Os “refrigeradores” de 2.500 anos que fabricavam gelo no deserto
Em pleno deserto, onde o termômetro pode passar de 40 °C durante o dia, estruturas de barro em forma de cúpula conseguiam produzir e guardar gelo por meses
Em pleno deserto, onde o termômetro pode passar de 40 °C durante o dia, estruturas de barro em forma de cúpula conseguiam produzir e guardar gelo por meses, sem eletricidade.
Conhecidas como yakhchāl na antiga Pérsia, combinavam geometria, materiais locais e fenômenos físicos pouco explorados hoje em escala urbana.
O que é um yakhchāl e por que ele é relevante hoje?
Yakhchāl significa “poço de gelo” em persa. Mais do que depósitos subterrâneos, esses edifícios funcionavam como máquinas térmicas naturais ajustadas ao clima árido.
A sincronização com noites límpidas, baixa umidade e diferenças de densidade do ar permitia resfriar água, formar gelo e conservá-lo ao longo do verão. Em eficiência energética, competiam com muitas soluções modernas de refrigeração passiva.

Como o resfriamento radiativo congela água com ar acima de 0 °C?
Do ponto de vista científico, o yakhchāl se baseia no resfriamento radiativo. Superfícies quentes emitem radiação infravermelha para o céu, que funciona como um grande sumidouro de calor quando a atmosfera é limpa e seca.

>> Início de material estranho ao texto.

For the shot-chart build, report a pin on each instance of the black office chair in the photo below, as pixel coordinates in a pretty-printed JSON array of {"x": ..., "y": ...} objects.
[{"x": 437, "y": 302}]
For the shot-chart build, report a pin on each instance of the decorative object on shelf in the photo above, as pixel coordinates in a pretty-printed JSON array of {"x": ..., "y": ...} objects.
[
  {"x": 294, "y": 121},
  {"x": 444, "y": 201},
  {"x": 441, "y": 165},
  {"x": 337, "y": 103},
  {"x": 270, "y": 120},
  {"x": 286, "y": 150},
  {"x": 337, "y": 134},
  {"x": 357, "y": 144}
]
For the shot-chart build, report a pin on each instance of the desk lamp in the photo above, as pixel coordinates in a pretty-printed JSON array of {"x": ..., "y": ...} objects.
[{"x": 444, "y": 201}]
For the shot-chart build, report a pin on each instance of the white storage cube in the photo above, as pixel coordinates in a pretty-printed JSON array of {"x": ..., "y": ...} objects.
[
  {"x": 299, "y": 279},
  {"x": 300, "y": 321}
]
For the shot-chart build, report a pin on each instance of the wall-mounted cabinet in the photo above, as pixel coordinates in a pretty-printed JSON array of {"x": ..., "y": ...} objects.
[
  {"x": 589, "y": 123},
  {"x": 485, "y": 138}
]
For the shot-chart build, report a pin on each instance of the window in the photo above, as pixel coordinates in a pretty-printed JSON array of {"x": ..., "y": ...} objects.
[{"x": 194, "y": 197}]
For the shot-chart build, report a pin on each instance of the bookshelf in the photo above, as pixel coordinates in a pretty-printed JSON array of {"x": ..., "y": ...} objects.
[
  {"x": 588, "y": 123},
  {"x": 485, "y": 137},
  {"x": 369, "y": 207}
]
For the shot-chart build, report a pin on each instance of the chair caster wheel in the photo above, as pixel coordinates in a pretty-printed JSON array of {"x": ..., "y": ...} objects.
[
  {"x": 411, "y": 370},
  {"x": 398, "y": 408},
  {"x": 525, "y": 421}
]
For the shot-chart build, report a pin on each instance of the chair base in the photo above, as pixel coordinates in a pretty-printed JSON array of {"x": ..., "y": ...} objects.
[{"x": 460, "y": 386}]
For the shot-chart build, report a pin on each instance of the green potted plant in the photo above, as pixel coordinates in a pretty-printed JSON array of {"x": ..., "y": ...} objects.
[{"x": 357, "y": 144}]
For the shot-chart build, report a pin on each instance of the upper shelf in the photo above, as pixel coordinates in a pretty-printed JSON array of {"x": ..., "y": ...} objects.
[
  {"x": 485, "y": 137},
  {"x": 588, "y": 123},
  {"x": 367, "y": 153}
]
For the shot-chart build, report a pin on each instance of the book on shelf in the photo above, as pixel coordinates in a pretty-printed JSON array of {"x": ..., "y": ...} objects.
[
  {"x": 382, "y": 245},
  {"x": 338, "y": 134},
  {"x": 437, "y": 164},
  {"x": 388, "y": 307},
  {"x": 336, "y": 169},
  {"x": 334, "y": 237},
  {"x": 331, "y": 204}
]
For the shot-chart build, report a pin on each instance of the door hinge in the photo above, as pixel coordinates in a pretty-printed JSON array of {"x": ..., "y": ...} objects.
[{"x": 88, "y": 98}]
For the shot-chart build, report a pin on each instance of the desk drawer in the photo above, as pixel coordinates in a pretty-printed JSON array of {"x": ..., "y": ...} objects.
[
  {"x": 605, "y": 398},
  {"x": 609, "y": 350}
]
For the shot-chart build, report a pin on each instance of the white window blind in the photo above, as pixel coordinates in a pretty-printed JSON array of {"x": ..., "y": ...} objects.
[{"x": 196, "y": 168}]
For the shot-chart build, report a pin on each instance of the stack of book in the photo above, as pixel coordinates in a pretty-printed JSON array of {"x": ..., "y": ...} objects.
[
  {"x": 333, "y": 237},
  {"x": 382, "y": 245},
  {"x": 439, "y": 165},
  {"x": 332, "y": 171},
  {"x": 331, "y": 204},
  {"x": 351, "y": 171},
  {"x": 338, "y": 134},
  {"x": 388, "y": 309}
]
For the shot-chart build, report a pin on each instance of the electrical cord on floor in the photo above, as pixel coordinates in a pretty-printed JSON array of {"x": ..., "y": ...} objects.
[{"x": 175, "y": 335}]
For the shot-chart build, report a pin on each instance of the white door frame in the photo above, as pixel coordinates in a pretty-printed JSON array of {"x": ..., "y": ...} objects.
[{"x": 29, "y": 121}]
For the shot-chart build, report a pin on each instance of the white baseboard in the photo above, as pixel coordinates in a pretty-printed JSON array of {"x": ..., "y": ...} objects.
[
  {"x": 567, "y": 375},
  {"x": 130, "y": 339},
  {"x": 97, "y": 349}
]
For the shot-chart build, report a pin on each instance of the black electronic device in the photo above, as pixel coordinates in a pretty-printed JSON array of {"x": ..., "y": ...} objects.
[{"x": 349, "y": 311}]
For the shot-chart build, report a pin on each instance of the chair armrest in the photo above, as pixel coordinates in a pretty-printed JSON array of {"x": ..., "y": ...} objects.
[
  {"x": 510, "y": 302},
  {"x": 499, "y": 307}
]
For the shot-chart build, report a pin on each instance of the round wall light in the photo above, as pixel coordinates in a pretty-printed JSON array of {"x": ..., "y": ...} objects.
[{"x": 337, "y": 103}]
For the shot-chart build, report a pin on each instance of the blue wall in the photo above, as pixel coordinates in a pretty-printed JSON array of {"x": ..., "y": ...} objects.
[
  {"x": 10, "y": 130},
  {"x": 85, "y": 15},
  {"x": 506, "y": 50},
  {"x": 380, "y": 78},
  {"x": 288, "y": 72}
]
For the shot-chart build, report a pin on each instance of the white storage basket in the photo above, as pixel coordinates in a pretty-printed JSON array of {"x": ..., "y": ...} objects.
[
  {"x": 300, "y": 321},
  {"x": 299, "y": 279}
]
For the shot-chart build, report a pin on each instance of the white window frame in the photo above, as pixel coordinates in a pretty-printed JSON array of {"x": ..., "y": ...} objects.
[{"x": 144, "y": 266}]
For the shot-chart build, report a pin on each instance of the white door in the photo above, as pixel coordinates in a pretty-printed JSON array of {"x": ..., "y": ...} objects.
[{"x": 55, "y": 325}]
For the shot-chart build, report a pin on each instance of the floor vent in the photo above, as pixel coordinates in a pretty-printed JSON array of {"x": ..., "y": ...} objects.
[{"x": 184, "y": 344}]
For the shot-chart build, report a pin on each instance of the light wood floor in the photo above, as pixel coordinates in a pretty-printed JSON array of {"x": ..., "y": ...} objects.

Nessas condições, uma superfície exposta pode ficar de 5 °C a 10 °C mais fria que o ar. Tanques rasos, alimentados por qanāts, espalhavam finas lâminas de água ao céu noturno, permitindo que camadas de gelo se formassem mesmo com ar ligeiramente positivo.
Como a evaporação e o clima desértico reforçam esse processo?
A baixa umidade do ar no deserto favorece a evaporação, que retira calor da água. Somada ao resfriamento radiativo, essa perda térmica pode levar a superfície da água ao ponto de congelamento local.
Modelagens em cidades como Yazd indicam que, no inverno, noites longas e secas ampliam o resfriamento. Relatos históricos confirmam a produção sistemática de gelo nessas épocas, reforçando a plausibilidade física do método.
Quais elementos arquitetônicos fazem o yakhchāl funcionar?
O desempenho do yakhchāl depende de uma combinação cuidadosa de forma, materiais e ventilação passiva. Os elementos principais incluem soluções de isolamento e de controle do fluxo de ar.
- Parede espessa de sarooj: argila, cal, areia, cinzas e fibras animais, com alta capacidade de isolamento e baixa porosidade.
- Câmara subterrânea: grande volume escavado, explorando a estabilidade térmica do subsolo.
- Cúpula cônica e torres de vento: reduzem a insolação direta, favorecem a estratificação do ar e a ventilação cruzada.
O canal Leaf of Life mostrou a descoberta desses grandes refrigeradores do deserto:
De que forma esses princípios inspiram resfriamento sustentável atual?
Pesquisas em arquitetura bioclimática retomam o conceito de yakhchāl para criar sistemas de refrigeração de baixo impacto ambiental. Revestimentos poliméricos que emitem na “janela atmosférica” já demonstram redução de temperatura sem eletricidade.
Projetos contemporâneos em climas áridos adotam torres de vento, paredes de alta inércia térmica e espaços subterrâneos ventilados. Assim, o yakhchāl deixa de ser curiosidade histórica e se torna referência prática em resfriamento passivo e eficiência energética.